Giuseppe nació en el 1556, a Leona, y en el pueblo del Lazio del orgulloso nombre, cerca de Espoleto, entró a los dieciséis entre los capuchinos de la reforma, cambiando el nombre de Eufrasio Deseado en el del humilde novio del Virgo. Cumplió el propio noviciado en el convento de las Cárceles, sobre Asís, y en aquel pliegue leñoso del Subasio se fortaleció a la más dura penitencia y a la más rigurosa abstinencia.
Con una típica expresión franciscana, llamó el propio cuerpo " fraile burro", y dijo que como tal no necesitó ser tratado como un corcel, un purasangre. Bastó con tratarlo como un burro, con poca paja y muchos latigazos.

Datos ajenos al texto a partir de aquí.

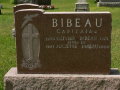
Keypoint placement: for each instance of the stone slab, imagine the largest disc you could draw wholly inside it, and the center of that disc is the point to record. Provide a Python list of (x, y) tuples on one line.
[(63, 42), (108, 4), (25, 6), (109, 0), (14, 81)]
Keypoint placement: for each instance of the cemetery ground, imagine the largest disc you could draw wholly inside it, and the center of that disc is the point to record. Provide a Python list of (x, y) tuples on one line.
[(7, 42)]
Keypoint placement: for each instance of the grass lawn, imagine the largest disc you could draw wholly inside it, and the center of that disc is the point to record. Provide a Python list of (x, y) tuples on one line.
[(7, 42)]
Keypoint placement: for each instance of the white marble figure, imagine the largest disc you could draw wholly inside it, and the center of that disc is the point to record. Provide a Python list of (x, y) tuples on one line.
[(30, 44)]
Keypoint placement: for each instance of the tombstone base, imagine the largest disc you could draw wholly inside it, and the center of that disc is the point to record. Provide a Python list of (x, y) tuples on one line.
[(14, 81)]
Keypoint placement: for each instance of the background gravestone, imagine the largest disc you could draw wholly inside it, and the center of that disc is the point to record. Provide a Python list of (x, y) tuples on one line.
[(25, 6), (42, 2), (81, 5), (109, 3), (63, 42), (39, 2)]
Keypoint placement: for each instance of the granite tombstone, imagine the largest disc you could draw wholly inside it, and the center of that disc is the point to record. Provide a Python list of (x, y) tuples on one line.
[(63, 42), (25, 6), (109, 3)]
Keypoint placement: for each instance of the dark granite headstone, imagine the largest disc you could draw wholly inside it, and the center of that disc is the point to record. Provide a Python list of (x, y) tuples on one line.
[(63, 42)]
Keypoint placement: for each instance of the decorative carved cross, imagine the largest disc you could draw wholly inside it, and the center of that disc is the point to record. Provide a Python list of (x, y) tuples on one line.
[(30, 35)]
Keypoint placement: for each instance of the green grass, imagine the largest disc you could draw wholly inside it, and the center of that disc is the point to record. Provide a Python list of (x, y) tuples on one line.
[(7, 42)]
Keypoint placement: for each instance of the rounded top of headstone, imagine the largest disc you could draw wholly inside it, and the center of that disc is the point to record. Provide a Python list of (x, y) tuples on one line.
[(1, 6)]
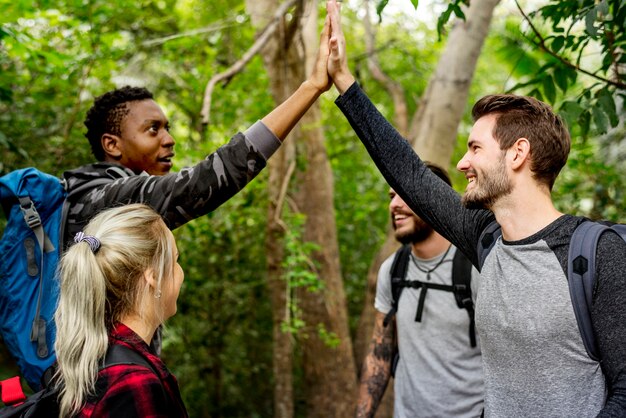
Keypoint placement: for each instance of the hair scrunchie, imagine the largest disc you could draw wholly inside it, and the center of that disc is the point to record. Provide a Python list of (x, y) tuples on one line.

La paja quizás sí, pero los latigazos - como hemos visto - no le fueron faltadas durante su aventura en Turquía, dónde el general del orden lo mandó, a los treinta años, para asistirlos a los prisionero cristianos.
Vuelto a Italia, pudo seguir aquella vocación misionera que lo empujó a predicar delante del Sultán. Esta vez, en cambio, fue predicador sobre la puerta de casa, en las aldeas y en la ciudad reatina, su patria. Los resultados fueron igualmente consoladores, y su celo de caridad todavía más necesario, porque el más difícil terreno de misión a menudo es aquel mismo sobre el que florece la santidad entre las ortigas del vicio y las zarzas de la indiferencia.